Outside of linguistics, efficiency and complexity are often discussed in relation to cumulative cultural evolution (CCE). Definitions of CCE vary and a full review is outside of the scope of this study, but for convenience we will use the definition of (41): “the accumulation of sequential changes within a single socially learned behavior that results in improved function”. Discussions of CCE often focus on increasing complexity over time (42), which was once thought to be a hallmark of human culture (43) but has now been observed in several non-human communication systems including humpback whale (44) and Savannah sparrow song (41). (45) make a convincing argument that efficiency deserves more attention in CCE, as increases in complexity in one domain require increases in efficiency in another (see Equation 1 in the Introduction). House finch song may be a good research model for how the interplay between efficiency and complexity drives CCE, as male house finches have a social learning bias for more complex syllables (3), possibly as an adaptation to female preferences for more complex songs (46–48), and there appears to be pressure for efficiency at the level of both syllables and songs.
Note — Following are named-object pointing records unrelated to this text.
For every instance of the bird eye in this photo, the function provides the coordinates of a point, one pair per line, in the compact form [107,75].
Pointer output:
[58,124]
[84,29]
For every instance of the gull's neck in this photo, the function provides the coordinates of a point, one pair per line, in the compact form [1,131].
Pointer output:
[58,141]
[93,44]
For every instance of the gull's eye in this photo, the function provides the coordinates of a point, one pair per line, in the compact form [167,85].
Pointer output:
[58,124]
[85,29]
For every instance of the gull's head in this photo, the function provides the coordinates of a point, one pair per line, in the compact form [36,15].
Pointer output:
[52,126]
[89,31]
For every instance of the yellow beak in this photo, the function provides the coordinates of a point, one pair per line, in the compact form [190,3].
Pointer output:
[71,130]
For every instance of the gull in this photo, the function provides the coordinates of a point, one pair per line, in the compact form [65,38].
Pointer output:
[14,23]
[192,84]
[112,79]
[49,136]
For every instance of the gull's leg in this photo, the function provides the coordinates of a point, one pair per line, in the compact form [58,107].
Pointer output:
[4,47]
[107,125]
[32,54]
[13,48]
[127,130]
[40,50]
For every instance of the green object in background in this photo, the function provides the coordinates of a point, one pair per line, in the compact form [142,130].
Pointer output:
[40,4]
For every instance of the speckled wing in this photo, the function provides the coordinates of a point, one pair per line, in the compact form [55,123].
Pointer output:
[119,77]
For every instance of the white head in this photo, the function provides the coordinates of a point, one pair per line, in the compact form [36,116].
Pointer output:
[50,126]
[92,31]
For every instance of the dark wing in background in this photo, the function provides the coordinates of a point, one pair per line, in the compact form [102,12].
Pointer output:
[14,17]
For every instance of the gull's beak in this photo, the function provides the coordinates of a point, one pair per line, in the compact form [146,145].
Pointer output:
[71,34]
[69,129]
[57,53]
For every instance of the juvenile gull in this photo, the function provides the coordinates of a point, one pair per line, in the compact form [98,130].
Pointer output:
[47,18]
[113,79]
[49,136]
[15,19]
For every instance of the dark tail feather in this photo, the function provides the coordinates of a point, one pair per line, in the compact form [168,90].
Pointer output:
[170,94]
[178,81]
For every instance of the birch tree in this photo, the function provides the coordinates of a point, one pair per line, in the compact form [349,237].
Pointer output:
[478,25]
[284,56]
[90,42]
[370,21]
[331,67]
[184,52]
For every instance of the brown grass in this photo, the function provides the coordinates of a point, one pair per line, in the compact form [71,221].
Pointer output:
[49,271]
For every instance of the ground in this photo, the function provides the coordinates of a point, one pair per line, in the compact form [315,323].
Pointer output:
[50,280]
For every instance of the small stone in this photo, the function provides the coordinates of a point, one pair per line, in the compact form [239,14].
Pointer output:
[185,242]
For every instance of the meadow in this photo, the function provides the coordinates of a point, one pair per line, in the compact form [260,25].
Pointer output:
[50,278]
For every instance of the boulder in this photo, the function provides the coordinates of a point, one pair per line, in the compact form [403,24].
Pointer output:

That being said, CCE may not be the best framework for understanding the interaction between efficiency and complexity in birdsong, as its logic is more difficult to apply to “aesthetic” behavior (49) especially when it is optimized for female preferences that evolve to maximize inclusive fitness rather than the specific properties of songs that males sing (50).
House finch song exhibits language-like efficiency and structure, but music-like structure has not been similarly studied in this species. In the last two decades researchers have identified aspects of birdsong, such as rhythm and pitch intervals in thrush nightingales (51–53), that closely resemble aspects of human music. Future studies should explore language- and music-like properties of birdsong in parallel across multiple levels of granularity to inform the ongoing debate about whether birdsong is more akin to music or language (54–56).